Build Transformer Network for Time Series Regression
This example shows how to interactively build and train a transformer network to predict engine torque using the Time Series Modeler app. You can use the Time Series Modeler app to build, train, and compare models for time series forecasting.
A transformer is a network architecture that uses attention layers to learn long-distance temporal correlations. While transformers are often used at large scale for language modeling, they are also effective at modeling conventional time series.
By default, the app trains the network using a GPU if one is available and if you have Parallel Computing Toolbox™.
Load Data
Load and display the engine data timetable.
load SIEngineData.mat IOData stackedplot(IOData) title("SI Engine Signals")

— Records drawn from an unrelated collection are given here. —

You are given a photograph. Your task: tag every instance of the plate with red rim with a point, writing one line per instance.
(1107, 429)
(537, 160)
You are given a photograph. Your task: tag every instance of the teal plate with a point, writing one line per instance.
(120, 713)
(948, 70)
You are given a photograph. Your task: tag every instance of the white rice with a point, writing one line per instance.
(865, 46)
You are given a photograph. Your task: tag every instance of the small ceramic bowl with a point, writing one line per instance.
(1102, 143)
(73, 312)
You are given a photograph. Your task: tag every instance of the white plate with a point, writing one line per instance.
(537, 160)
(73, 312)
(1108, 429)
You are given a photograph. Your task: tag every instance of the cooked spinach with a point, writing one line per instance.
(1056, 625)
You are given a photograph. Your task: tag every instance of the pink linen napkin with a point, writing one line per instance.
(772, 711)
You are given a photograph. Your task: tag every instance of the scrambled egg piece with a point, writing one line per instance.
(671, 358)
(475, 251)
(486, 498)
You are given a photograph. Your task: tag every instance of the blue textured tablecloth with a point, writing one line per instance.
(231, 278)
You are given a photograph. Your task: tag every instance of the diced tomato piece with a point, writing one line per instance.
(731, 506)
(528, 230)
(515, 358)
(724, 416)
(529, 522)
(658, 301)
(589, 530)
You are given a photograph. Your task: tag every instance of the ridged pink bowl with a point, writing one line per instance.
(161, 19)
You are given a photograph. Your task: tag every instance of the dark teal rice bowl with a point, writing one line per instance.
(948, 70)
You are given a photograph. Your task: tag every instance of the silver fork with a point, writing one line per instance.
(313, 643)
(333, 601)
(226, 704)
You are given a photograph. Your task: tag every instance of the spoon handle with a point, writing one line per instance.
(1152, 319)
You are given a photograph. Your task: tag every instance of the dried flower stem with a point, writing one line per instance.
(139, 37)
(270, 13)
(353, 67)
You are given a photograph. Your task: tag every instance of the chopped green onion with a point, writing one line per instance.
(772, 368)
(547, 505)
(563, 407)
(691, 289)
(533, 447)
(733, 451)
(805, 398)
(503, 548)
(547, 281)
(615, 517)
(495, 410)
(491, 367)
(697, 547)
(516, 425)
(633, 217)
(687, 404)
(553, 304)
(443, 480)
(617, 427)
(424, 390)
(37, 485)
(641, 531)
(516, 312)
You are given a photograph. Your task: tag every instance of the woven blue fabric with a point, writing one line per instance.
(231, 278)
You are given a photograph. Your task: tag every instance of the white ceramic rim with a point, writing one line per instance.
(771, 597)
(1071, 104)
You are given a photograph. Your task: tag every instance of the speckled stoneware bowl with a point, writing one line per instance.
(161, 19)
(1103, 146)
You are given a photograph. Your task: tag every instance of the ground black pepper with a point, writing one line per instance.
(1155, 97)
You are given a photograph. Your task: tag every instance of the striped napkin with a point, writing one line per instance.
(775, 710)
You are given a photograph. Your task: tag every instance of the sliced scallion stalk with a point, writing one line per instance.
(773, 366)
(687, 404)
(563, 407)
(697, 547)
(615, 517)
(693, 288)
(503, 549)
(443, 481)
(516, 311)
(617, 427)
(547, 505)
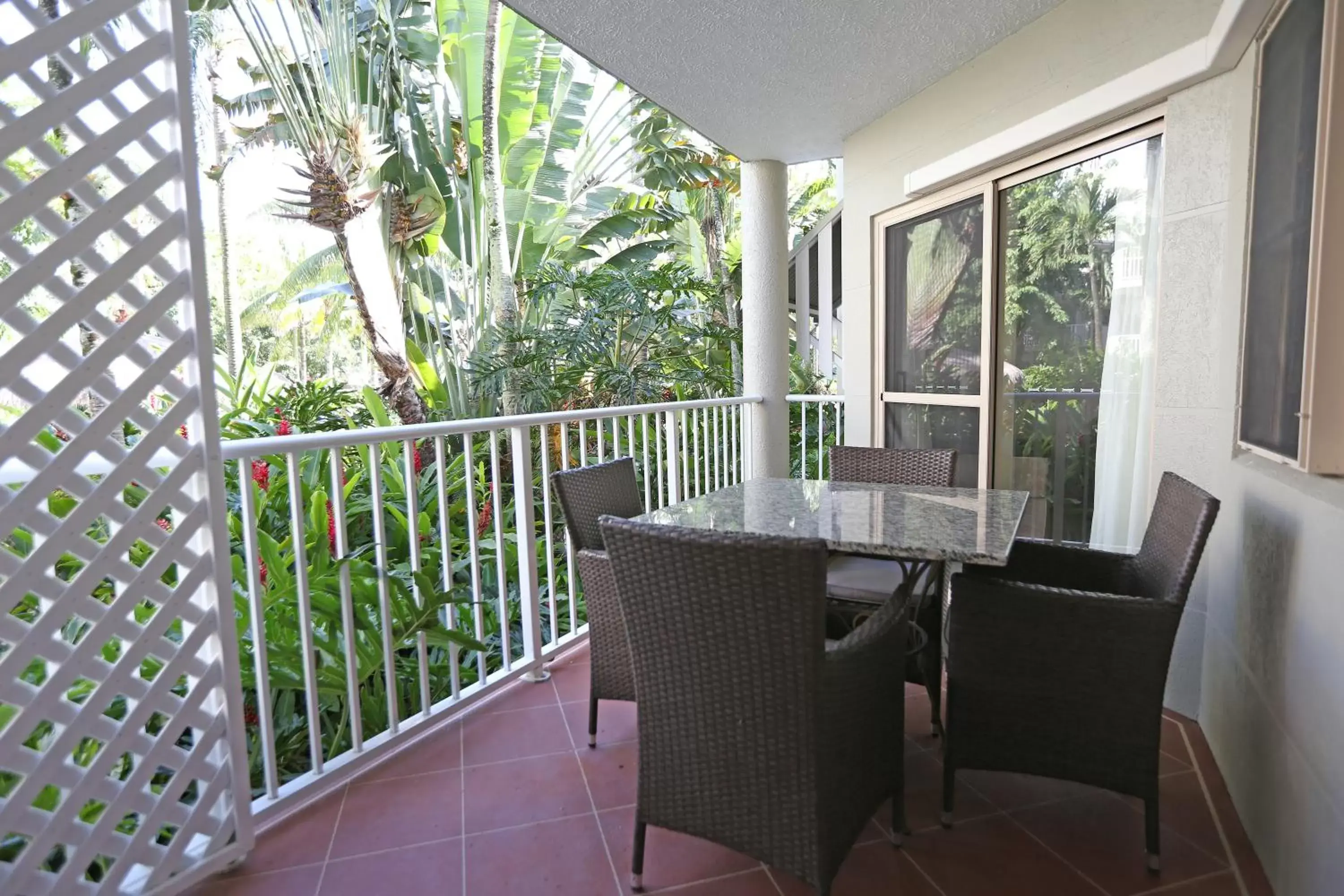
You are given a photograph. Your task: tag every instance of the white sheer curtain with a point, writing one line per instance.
(1125, 413)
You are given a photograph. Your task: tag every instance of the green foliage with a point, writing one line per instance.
(613, 335)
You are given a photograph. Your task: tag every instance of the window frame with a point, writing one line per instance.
(1320, 445)
(1123, 132)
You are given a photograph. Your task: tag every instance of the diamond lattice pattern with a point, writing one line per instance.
(116, 765)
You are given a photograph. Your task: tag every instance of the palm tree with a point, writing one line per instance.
(324, 96)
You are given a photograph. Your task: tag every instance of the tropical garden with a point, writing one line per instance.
(416, 211)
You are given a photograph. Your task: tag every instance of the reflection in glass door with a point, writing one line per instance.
(935, 334)
(1077, 279)
(1053, 273)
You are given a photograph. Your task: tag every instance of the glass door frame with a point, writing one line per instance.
(990, 186)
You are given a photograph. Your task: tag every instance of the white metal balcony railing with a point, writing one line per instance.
(808, 453)
(461, 476)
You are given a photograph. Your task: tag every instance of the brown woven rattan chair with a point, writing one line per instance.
(857, 581)
(1057, 664)
(585, 495)
(753, 734)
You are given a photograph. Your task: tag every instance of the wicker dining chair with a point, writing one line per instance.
(1057, 664)
(753, 732)
(585, 495)
(871, 581)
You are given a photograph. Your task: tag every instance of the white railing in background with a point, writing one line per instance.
(818, 254)
(682, 449)
(808, 453)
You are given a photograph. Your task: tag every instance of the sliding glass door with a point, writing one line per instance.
(1053, 273)
(936, 334)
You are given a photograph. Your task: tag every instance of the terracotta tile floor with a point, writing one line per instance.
(511, 801)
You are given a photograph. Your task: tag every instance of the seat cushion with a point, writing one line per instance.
(866, 579)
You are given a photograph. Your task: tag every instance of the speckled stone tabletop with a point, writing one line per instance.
(963, 526)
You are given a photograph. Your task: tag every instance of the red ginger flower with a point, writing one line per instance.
(486, 516)
(331, 528)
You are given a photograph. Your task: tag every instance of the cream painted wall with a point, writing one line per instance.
(1260, 659)
(1070, 50)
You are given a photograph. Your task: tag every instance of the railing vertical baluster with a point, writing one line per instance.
(658, 444)
(385, 598)
(686, 454)
(822, 439)
(629, 436)
(719, 454)
(257, 620)
(737, 444)
(803, 443)
(500, 569)
(445, 538)
(347, 602)
(674, 462)
(306, 610)
(410, 454)
(709, 448)
(474, 540)
(695, 456)
(525, 530)
(550, 550)
(644, 448)
(569, 539)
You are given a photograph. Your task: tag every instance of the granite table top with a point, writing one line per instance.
(963, 526)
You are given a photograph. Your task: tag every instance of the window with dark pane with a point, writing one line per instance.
(1281, 229)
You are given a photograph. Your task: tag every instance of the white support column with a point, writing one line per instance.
(803, 303)
(826, 303)
(765, 312)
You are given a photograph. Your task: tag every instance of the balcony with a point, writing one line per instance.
(510, 800)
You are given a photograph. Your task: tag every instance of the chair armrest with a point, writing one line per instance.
(1061, 567)
(1070, 645)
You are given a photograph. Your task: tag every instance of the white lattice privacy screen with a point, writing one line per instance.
(119, 765)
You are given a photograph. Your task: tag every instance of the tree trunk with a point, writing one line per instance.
(375, 300)
(233, 326)
(1094, 288)
(715, 246)
(502, 293)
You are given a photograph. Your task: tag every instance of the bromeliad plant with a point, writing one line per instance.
(431, 601)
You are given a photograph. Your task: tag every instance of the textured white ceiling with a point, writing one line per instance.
(781, 80)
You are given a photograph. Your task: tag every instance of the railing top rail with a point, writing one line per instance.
(836, 400)
(373, 436)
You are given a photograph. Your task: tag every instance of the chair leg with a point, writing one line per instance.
(638, 859)
(949, 789)
(1152, 832)
(592, 722)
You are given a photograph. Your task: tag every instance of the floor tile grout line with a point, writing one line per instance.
(607, 847)
(331, 843)
(1167, 888)
(1225, 862)
(924, 874)
(1213, 810)
(1053, 852)
(675, 888)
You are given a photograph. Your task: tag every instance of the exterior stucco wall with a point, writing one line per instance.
(1260, 659)
(1070, 50)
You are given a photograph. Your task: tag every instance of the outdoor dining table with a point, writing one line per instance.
(914, 526)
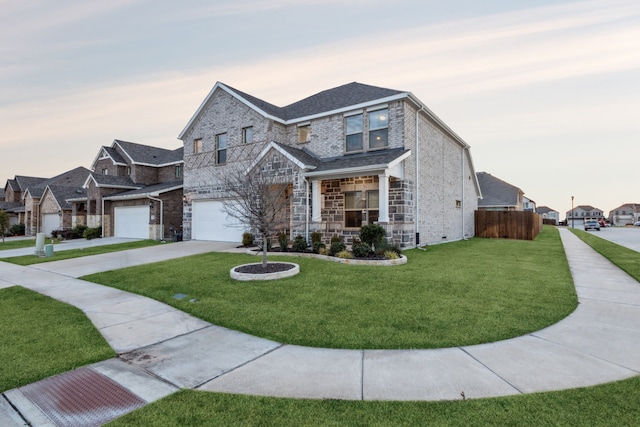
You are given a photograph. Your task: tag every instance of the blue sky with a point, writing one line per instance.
(545, 92)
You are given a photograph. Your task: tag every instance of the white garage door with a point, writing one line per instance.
(50, 222)
(132, 221)
(209, 221)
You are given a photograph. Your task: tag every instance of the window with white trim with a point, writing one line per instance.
(221, 148)
(360, 208)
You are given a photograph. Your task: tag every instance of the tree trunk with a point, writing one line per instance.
(264, 251)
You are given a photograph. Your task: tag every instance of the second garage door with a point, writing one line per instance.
(209, 221)
(132, 221)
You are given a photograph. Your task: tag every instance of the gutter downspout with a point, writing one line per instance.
(161, 211)
(462, 196)
(418, 176)
(102, 216)
(306, 203)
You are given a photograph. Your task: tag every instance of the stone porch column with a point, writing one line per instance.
(316, 205)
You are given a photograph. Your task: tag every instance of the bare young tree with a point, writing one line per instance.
(258, 199)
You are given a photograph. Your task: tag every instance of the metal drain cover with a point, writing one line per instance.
(82, 397)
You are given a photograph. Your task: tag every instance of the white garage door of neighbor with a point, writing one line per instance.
(209, 221)
(50, 222)
(132, 221)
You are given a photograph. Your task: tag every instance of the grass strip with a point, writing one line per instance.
(43, 337)
(455, 294)
(77, 253)
(605, 405)
(17, 244)
(626, 259)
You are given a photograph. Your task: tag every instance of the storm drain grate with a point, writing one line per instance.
(82, 397)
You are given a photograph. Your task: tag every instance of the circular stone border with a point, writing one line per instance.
(245, 277)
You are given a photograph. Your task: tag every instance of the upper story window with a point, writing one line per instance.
(378, 128)
(304, 133)
(197, 146)
(221, 148)
(247, 135)
(354, 128)
(377, 135)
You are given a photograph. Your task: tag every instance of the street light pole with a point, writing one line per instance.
(572, 213)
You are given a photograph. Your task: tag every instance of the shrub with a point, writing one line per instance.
(247, 239)
(316, 237)
(372, 234)
(299, 244)
(283, 241)
(92, 232)
(360, 249)
(318, 246)
(391, 255)
(17, 229)
(336, 247)
(344, 254)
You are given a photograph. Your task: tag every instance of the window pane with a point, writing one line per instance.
(354, 142)
(378, 138)
(221, 141)
(353, 200)
(354, 124)
(304, 133)
(353, 218)
(373, 198)
(222, 156)
(379, 119)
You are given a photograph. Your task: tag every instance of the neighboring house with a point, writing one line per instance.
(353, 155)
(32, 196)
(626, 214)
(528, 205)
(134, 191)
(548, 213)
(576, 216)
(498, 195)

The raw data contains over one hundred thousand observations of engine torque (the response) as a function of these predictor variables, measured at 10 Hz:
Throttle position (degrees)
Wastegate valve area (aperture percentage)
Engine speed (RPM)
Spark timing (degrees)
Preprocess Data
To improve the performance of the transformer networks, divide the engine torque data into a cell array with windows of 40 seconds each. This division lets you build networks with fewer learnable parameters (for example, in the position encoding), reduces memory requirements for the transformer, and speeds up training. This division also moves the data from the time dimension to the batch dimension. In the batch dimension, the data is processed in parallel. As a result, the network sees more data at any given time during training, further speeding up training. The Time Series Modeler app can split a single time series into windows but in this example, the data has multiple time series, so you must manually split the data.
To speed up model training, downsample the time series from 10 Hz to 2 Hz. This also ensures that each timetable is regularly sampled, which is necessary when using Time Series Modeler.
windowLength = 400; numWindows = floor(size(IOData,1)/windowLength); reducedSampleRate = 2; for i=1:numWindows windowIdx = 1 + (i-1)*windowLength:i*windowLength; data = IOData(windowIdx,:); windowedData{i} = retime(data,"regular","linear",SampleRate=reducedSampleRate); end
Train Transformer Network in Time Series Modeler App
Import Data
Open the Time Series Modeler app.
timeSeriesModeler
To import the predictors and responses into the app, click the New button on the toolstrip. The Import Data dialog box opens.
In the Import Data dialog box, select Import responses and predictors from the same variable and import the windowedData variable. Select Response for the EngineTorque feature, and verify that Predictor is selected for all other features. To use the last 20% of the time series as validation data, keep the default value of 20% in the Percentage of data to use for validation box. Click Import.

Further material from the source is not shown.